HM on Location: NYU panel debates AI’s next moves

NEW YORK—On the final day of the New York University International Hotel Investment Forum, four technology experts gathered to discuss how artificial intelligence is affecting hotel investment and operations at the property level. 

Moderated by Hotel Management Magazine Executive Editor Esther Hertzfeld, the panel examined what investors need to know as AI transitions become material inputs to valuation, performance and long‑term competitiveness. 

Umar Riaz, managing director at EY, said that he sees “a tremendous opportunity” to add value at the hotel level and at the corporate level using AI. While many may use the technology to boost productivity and lower costs by a few percentage points, he sees a bigger benefit in “imagining end-to-end processes using agentic AI.” As such, the team is working with companies to define multiyear plans that can reduce their costs by 30 to 50 percent. This, he added, requires a “complete rethink” of processes, not merely incremental opportunities. “That's what's going to unlock a lot of value, both at the hotel and as a program.”

Technology and Booking 

In May, Choice Hotels International launched a new set of AI-powered programs to help secure new bookings and streamline operations.

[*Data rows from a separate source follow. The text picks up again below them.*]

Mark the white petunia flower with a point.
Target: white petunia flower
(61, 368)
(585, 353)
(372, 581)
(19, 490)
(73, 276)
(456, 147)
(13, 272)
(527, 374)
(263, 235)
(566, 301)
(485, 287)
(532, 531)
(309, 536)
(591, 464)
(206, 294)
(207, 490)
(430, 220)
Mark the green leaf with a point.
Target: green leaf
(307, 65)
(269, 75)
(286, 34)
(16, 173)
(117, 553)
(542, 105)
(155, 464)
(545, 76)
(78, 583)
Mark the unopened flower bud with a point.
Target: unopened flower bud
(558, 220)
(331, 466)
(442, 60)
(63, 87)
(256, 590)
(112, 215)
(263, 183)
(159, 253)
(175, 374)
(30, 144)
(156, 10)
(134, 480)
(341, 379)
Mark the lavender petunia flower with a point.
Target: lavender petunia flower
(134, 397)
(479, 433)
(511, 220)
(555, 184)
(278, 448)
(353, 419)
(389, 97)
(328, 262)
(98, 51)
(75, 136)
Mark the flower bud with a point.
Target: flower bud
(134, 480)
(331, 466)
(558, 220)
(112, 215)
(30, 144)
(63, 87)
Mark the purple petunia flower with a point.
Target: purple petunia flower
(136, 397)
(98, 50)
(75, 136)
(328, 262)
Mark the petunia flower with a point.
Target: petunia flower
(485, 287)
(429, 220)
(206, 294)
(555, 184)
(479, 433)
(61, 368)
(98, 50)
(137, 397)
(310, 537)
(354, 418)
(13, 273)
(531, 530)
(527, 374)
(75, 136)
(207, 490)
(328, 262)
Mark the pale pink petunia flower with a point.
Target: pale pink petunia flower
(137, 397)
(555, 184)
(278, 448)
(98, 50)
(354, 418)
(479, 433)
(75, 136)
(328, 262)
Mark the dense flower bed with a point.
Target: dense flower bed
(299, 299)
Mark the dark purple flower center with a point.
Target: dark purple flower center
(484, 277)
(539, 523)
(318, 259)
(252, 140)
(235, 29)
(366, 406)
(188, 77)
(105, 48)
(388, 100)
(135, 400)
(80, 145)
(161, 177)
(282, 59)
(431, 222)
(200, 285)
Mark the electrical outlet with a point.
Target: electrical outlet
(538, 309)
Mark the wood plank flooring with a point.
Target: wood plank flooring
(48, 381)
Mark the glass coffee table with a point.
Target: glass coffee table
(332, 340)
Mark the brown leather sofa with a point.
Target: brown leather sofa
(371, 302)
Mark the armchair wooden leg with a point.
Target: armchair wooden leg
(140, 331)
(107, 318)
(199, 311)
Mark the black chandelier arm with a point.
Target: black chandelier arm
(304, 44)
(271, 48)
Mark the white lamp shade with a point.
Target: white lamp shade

To that end, Anna Scozzafava, Choice’s chief data, AI and technology officer, said the team is focusing on “discoverability” and making sure hotels in the system can be booked through AI searches. “You've got to make sure that you're working with the right booking platforms, because as you are starting to see the evolution into agentic commerce, if you don't have the infrastructure and the investments already in place,, you're going to get left behind.”

Hilton Chief Information Officer Michael Leidinger said that his own family plans trips with ChatGPT and Claude. “It's really important, I believe, for hospitality companies to be as present as possible in these channels,” he said. Hilton, to that end, is working with Bluefish to better understand how the company appears in large language model searches. “How often are we being surfaced in results? What's the overall favorability?” With that knowledge in hand, the company is able to drive and influence those rankings in the LLMs. 

Hilton’s AI Planner, launched in March, is a generative AI–powered digital concierge to help guests plan their stays. “We built it on top of Anthropic’s model, and it is trained on all of our property data,” Leidinger said. For example, if a couple searches for a cycling trip across California’s Sonoma region in September, it will begin curating a trip with localized experiences—and showing several nearby Hilton properties in the background. The properties change as the trip takes shape, so the guest has a range of ideas before booking is finalized. “That is a great opportunity to really blend the rich property content—the area we deserve to own—with all those great local events [and] attractions,” he continued. 

Connecting Categories

Last week, hotel technology provider Mews launched a series of platform updates introducing new capabilities across revenue management, distribution, guest communications, workflow automation and accounts-receivable segments. During the panel, Mews Founder Richard Valtr said that AI “steps over categories” rather than remaining in one proverbial lane. “You don't want to just say, ‘Well, this is what we use for property management, this is where we hand it off for the restaurant, and this is where we hand it off for the customer information, and this is where we hand it off for the housekeeping solution,’” he said.

Many guests still want to be welcomed by a human being when they arrive at a hotel, Valtr continued, but said the initial check-in conversation can be facilitated through technology and focused more on what the guest wants to experience. 

Going forward, Valtr expects AI to affect the “middle layers” of businesses, consolidating coordination across teams and expediting demands. “That middle layer will probably collapse quite a bit, but it should actually open up the biggest opportunities,” he said.